Una lingua nuova: l’ultimo miracolo Monza
Il 26 gennaio 1994 Berlusconi “scendeva in campo” in politica, lo stesso anno in cui il suo Milan “venne eletto” campione d’Europa. Questa inversione dei linguaggi ha modificato anche il panorama politico italiano dando inizio ad una nuova era che relegò agli archivi la Prima Repubblica. “Il Milan dovrà sempre scendere in campo per comandare il Giuoco” Berlusconi è stato preso alla lettera dai suoi allenatori e calciatori; anche dopo il 2017 quando la società venne venduta al cinese Yonghong Li lui non lasciò mai la sua passione per il calcio, da supporter del Milan-“rimarrò sempre il primo tifoso”- fino al protagonismo in una nuova sfida.

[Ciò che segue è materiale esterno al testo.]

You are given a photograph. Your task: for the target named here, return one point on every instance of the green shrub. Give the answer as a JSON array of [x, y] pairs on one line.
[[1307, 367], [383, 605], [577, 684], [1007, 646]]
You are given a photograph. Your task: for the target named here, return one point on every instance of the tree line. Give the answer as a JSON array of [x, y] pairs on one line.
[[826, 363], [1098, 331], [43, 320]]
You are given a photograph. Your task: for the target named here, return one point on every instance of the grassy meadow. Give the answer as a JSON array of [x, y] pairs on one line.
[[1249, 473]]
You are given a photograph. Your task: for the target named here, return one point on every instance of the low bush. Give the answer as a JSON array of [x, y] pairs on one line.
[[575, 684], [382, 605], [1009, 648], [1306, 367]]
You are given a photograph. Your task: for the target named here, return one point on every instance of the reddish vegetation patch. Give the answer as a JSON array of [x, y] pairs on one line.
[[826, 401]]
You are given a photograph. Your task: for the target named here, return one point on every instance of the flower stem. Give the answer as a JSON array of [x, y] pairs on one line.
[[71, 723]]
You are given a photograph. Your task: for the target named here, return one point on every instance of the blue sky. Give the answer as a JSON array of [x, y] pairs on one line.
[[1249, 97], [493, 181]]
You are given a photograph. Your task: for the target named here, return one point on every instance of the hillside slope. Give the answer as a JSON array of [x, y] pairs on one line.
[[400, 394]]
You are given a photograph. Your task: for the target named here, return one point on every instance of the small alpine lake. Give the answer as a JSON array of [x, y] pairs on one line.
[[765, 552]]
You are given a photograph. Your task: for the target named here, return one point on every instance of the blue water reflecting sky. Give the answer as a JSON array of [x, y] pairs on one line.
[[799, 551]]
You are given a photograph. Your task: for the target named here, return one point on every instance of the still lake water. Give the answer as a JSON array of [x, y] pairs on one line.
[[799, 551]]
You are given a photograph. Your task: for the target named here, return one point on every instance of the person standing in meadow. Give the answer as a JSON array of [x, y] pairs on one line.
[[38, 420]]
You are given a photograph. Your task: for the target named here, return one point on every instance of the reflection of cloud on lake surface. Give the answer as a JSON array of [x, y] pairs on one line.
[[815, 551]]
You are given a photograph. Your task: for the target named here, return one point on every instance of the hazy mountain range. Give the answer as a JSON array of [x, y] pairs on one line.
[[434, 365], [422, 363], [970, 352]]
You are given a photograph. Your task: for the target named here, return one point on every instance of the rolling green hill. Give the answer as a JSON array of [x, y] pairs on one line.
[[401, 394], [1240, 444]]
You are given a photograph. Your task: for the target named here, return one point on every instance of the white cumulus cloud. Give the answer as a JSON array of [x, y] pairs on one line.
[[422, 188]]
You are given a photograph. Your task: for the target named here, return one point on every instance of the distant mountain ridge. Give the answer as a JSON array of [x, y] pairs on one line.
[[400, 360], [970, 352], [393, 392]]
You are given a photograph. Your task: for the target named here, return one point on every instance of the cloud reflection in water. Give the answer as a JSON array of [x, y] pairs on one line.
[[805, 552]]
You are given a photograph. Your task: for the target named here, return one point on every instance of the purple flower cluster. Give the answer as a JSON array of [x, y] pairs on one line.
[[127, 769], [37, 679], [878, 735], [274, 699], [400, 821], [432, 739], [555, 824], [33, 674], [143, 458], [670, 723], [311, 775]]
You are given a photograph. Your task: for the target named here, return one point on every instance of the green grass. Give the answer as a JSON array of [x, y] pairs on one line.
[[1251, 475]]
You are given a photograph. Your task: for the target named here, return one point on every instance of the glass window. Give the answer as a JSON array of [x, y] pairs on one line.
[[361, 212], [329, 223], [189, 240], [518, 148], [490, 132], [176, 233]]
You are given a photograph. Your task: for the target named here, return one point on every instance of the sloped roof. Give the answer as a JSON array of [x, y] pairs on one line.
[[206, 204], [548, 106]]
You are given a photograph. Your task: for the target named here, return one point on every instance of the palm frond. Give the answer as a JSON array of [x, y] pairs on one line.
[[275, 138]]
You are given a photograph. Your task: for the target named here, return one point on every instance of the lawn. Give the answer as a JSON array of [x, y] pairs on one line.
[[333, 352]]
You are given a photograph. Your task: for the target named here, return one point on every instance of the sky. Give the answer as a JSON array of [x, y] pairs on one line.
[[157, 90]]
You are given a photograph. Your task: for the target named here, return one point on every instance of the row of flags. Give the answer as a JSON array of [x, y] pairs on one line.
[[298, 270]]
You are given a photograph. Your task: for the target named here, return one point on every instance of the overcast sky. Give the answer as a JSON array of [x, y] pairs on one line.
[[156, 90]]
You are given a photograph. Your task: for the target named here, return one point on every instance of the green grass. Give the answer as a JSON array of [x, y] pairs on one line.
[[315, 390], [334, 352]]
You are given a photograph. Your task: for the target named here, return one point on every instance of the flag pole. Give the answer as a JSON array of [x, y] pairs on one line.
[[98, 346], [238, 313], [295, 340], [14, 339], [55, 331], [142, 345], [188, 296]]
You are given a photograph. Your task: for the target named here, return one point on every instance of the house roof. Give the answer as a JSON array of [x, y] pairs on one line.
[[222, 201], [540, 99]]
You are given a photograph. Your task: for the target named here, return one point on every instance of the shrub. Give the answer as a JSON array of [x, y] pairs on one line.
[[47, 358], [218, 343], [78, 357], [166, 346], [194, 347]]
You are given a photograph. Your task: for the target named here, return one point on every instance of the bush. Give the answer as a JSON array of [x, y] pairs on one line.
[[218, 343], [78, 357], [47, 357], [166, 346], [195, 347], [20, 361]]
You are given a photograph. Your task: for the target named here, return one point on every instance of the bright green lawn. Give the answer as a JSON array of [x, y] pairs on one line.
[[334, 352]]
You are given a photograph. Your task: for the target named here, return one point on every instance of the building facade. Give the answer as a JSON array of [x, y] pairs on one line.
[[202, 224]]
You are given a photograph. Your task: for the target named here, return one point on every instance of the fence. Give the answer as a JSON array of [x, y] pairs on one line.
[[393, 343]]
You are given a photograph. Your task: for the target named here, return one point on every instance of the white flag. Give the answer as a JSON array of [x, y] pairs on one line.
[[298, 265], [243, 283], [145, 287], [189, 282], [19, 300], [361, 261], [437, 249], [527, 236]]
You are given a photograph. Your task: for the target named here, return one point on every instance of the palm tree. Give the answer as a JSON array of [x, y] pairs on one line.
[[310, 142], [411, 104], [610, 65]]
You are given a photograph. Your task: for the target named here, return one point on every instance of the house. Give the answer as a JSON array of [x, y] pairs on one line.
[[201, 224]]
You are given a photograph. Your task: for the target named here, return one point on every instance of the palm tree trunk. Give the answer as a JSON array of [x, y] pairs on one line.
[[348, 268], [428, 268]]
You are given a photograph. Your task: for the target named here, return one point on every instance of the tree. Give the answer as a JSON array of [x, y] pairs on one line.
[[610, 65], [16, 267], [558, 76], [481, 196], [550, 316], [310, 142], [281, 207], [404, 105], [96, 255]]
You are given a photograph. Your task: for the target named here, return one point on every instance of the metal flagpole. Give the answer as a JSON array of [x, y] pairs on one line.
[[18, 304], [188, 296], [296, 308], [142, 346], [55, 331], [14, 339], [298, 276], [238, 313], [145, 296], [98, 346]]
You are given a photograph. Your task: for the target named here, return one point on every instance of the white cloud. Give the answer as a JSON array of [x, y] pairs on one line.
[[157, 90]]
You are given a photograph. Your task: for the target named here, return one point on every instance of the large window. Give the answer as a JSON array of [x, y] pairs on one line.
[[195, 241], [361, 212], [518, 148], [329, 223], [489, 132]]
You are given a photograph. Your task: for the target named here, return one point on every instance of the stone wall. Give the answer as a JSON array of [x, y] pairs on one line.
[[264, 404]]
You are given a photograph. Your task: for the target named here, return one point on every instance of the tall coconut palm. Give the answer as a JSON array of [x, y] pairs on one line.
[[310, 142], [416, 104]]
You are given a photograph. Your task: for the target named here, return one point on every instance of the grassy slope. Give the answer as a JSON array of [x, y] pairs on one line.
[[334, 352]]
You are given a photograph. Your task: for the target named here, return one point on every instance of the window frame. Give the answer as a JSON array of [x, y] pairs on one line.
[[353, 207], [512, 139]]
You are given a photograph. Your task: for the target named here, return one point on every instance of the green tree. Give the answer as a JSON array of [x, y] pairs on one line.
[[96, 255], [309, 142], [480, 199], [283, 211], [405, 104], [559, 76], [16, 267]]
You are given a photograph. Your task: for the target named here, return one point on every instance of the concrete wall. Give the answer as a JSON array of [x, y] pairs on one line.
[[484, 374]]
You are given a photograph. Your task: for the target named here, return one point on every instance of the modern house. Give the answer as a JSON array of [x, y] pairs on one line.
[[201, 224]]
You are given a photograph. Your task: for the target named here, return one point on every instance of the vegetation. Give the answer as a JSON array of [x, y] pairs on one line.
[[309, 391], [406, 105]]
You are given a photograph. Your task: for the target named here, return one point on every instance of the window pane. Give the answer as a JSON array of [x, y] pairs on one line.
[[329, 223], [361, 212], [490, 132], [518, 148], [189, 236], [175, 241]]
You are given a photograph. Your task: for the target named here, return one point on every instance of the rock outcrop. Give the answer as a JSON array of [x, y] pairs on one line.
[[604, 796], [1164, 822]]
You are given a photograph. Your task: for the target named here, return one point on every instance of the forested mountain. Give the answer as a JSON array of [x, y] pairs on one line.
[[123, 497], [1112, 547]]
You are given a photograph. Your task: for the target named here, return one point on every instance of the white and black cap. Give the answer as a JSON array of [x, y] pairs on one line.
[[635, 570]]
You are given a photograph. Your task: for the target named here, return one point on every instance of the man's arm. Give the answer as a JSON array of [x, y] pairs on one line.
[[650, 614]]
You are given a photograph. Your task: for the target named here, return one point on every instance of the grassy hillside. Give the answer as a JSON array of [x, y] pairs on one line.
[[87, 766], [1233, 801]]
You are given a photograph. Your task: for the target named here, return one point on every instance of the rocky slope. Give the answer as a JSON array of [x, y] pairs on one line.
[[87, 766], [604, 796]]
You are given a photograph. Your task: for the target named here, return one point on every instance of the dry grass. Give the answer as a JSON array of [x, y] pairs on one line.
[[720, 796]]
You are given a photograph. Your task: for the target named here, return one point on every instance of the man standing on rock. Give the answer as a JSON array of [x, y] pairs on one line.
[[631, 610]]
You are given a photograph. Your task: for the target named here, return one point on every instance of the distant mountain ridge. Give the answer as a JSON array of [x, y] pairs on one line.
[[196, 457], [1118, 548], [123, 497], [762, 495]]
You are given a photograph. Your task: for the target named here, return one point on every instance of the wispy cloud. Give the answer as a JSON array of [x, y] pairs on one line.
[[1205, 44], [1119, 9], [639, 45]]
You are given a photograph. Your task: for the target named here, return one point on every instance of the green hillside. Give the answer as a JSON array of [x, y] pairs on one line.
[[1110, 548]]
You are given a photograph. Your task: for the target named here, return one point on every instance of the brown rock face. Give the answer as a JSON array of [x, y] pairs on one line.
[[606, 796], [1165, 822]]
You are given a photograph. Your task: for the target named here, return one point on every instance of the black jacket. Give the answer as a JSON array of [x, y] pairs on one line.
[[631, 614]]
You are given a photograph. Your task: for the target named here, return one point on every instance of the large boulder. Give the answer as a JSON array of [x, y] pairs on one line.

Nel 2018 ricomiciò a “lavorare su di un sogno” direbbe Bruce Springsteen; rilevò la squadra del Monza che militava in Serie C. I brianzoli erano falliti nel 2015, costretti a ripartire dal dilettantismo; dall’arrivo del Cavaliere iniziarono a scalare le gerarchie fino alla Serie A. Nel 2022-23, anche grazie ai processi contro la Juventus e alle relative penalizzazioni, il Monza si avvicinò addirittura alla zona europea prima di concludere il campionato all’undicesimo posto: è questo l’ultimo miracolo di Silvio Berlusconi.